Phosphorous: why the right balance in your cows’ diet is crucial

17 March 2021
5 minutes

Making sure your dairy cows get the right nutritional balance can help improve your herd’s long-term health as well as your farm’s financial performance.

A well-timed Dietary Cation-Anion Difference (DCAD) strategy is widely proven to reduce hypocalcemia occurrence in dairy cows. But, for maximum success, it’s important your herd receives the optimal balance of minerals in its ration.

The key nutrients

The DCAD is calculated using nutrient levels of potassium, sodium, sulphur and chlorine. But there are also others worth paying close attention to. In every case, getting the quantity right is essential. For an effective DCAD strategy, farmers must also monitor common dietary minerals, including phosphorous and magnesium. The importance of maintaining the right balance can be seen in the figure below. Magnesium positively affects the hormonal regulation of the cow’s blood calcium levels, but is in turn negatively impacted by high potassium levels.
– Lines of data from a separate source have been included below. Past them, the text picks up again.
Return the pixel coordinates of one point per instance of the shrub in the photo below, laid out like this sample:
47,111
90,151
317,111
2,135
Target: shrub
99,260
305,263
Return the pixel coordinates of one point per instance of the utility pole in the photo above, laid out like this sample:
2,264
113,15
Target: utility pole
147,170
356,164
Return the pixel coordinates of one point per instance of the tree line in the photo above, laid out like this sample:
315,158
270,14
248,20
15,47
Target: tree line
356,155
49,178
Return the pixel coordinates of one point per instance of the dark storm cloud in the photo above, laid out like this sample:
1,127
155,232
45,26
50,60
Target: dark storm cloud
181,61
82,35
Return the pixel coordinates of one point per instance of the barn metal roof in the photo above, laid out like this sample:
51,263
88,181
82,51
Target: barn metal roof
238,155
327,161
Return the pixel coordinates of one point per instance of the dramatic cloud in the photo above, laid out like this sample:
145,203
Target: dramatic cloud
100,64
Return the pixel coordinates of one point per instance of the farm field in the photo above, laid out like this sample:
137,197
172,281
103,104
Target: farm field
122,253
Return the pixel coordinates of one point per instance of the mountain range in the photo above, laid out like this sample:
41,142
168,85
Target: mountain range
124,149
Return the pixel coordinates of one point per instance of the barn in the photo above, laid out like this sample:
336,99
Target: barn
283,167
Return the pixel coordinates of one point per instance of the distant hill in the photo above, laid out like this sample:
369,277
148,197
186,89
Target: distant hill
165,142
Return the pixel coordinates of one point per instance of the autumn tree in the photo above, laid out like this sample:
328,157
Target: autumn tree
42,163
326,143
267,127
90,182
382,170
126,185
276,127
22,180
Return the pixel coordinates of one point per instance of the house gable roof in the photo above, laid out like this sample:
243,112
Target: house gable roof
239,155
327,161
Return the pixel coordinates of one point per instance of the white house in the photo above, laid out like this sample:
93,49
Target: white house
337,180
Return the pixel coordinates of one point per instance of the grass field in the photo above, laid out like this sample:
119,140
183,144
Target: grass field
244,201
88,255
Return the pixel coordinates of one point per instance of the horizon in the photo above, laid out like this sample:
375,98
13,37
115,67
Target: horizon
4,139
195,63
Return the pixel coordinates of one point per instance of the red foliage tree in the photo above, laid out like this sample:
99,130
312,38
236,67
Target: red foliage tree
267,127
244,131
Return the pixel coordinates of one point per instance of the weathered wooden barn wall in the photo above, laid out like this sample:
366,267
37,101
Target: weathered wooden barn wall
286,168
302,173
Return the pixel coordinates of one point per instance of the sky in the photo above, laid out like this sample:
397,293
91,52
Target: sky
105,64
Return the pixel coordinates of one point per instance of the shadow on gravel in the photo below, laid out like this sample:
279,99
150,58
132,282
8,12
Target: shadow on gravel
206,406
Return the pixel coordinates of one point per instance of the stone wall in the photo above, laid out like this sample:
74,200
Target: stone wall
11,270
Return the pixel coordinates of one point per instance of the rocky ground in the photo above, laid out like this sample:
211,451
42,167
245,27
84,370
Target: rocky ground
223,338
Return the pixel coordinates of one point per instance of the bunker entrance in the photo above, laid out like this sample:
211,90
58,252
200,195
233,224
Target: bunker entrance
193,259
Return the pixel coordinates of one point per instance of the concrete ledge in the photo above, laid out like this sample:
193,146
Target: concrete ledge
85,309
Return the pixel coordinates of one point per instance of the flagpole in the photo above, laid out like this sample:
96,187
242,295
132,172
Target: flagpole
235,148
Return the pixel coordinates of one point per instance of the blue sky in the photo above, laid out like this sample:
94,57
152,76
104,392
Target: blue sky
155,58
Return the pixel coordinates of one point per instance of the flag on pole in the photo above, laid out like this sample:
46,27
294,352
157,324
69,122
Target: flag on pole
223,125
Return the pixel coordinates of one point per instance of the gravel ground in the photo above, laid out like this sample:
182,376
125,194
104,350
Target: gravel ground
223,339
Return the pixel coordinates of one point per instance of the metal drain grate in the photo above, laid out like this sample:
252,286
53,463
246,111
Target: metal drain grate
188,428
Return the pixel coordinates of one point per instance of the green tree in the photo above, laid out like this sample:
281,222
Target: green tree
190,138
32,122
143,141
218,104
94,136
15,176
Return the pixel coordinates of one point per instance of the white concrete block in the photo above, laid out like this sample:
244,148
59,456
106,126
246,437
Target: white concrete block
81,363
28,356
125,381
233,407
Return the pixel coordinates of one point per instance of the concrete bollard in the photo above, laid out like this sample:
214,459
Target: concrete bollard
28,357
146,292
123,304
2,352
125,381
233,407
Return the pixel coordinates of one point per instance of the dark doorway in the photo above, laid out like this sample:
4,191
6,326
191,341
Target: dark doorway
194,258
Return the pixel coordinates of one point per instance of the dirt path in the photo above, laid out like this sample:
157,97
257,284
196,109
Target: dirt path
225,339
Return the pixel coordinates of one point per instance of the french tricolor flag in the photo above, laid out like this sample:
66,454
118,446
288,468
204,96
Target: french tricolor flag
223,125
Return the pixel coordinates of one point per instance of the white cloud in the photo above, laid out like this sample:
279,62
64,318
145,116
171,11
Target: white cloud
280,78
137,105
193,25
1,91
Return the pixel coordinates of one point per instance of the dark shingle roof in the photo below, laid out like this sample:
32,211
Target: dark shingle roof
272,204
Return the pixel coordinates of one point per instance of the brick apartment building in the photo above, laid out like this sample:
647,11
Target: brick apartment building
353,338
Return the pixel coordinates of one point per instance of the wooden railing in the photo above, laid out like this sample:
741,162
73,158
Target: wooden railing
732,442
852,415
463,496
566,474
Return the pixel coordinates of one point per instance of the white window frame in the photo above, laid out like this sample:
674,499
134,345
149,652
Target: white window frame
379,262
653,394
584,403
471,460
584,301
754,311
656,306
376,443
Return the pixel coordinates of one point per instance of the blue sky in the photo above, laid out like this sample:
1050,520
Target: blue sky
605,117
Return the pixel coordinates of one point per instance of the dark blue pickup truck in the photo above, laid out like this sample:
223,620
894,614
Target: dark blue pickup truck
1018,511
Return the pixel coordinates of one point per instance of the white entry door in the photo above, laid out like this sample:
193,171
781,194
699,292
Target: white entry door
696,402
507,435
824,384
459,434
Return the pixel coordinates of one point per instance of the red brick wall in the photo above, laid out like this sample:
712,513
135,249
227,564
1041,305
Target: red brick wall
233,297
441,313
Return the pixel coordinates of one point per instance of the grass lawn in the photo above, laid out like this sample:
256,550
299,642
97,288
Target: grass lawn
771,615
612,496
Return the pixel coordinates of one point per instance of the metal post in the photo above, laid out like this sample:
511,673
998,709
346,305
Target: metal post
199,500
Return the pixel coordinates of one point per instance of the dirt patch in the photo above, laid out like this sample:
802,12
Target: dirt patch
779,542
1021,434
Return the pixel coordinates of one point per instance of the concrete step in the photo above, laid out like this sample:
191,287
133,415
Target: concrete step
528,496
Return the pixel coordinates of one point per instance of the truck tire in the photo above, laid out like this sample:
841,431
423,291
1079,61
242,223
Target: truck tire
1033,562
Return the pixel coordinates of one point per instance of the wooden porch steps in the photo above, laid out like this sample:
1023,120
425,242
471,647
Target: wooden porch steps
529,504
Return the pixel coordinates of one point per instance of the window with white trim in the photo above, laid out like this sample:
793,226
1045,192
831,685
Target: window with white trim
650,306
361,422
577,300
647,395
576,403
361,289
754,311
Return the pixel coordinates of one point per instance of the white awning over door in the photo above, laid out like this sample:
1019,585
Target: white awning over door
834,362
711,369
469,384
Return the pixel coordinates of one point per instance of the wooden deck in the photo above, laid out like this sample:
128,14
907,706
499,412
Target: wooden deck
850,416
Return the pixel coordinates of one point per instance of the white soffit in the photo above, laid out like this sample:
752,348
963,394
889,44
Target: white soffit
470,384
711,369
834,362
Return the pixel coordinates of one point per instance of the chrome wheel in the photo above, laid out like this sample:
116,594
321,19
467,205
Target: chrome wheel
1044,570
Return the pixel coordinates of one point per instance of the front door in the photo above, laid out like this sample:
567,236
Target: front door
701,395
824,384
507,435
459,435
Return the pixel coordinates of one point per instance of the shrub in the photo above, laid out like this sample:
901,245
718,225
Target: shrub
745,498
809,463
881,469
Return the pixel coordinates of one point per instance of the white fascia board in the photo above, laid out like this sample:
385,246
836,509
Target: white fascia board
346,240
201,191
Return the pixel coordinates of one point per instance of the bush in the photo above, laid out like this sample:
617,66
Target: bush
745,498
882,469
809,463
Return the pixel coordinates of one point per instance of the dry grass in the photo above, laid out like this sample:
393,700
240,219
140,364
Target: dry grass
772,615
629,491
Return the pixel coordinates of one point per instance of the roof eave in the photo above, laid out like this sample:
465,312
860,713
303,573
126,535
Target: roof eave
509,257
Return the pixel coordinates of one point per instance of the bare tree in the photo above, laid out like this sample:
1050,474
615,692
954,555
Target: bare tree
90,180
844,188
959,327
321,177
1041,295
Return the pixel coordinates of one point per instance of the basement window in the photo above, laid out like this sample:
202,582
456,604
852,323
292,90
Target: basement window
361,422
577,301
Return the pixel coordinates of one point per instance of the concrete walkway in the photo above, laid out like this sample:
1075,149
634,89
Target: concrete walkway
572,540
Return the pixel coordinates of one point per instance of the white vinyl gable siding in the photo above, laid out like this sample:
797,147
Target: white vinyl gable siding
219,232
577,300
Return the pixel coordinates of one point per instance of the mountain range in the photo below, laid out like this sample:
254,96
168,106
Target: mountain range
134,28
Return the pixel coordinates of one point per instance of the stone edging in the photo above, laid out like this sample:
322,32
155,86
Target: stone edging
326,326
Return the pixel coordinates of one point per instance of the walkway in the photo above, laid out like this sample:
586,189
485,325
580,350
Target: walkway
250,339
Phosphorous: why less is more

Another crucial micromineral, phosphorous, is thought to assist in processing calcium. However, it’s not always a case of the more the merrier. For example, a higher phosphorous intake can limit a cow’s calcium absorption, increasing the risk of hypocalcemia. This is because too much phosphorous can reduce the formation and increase the degradation of dihydroxyvitamin D – which is essential for calcium absorption in the intestine.


Because cows don’t require a lot of phosphorous during the dry period, you can cut the intake to 2-3 grams per kg of dry matter (DM). Creating a low-phosphorous diet for dry cows involves additional costs, but with clear long-term health and economic benefits, you’ll find this is money well spent. Indeed, studies show that cutting phosphorous by 1 gram per kg DM during close-up can result in up to 21% fewer cases of sub-clinical hypocalcemia (SCHC).


Milking the economic benefit

Striking the right nutritional balance can play a key role in improving your long-term herd health as well as your farm’s wider performance.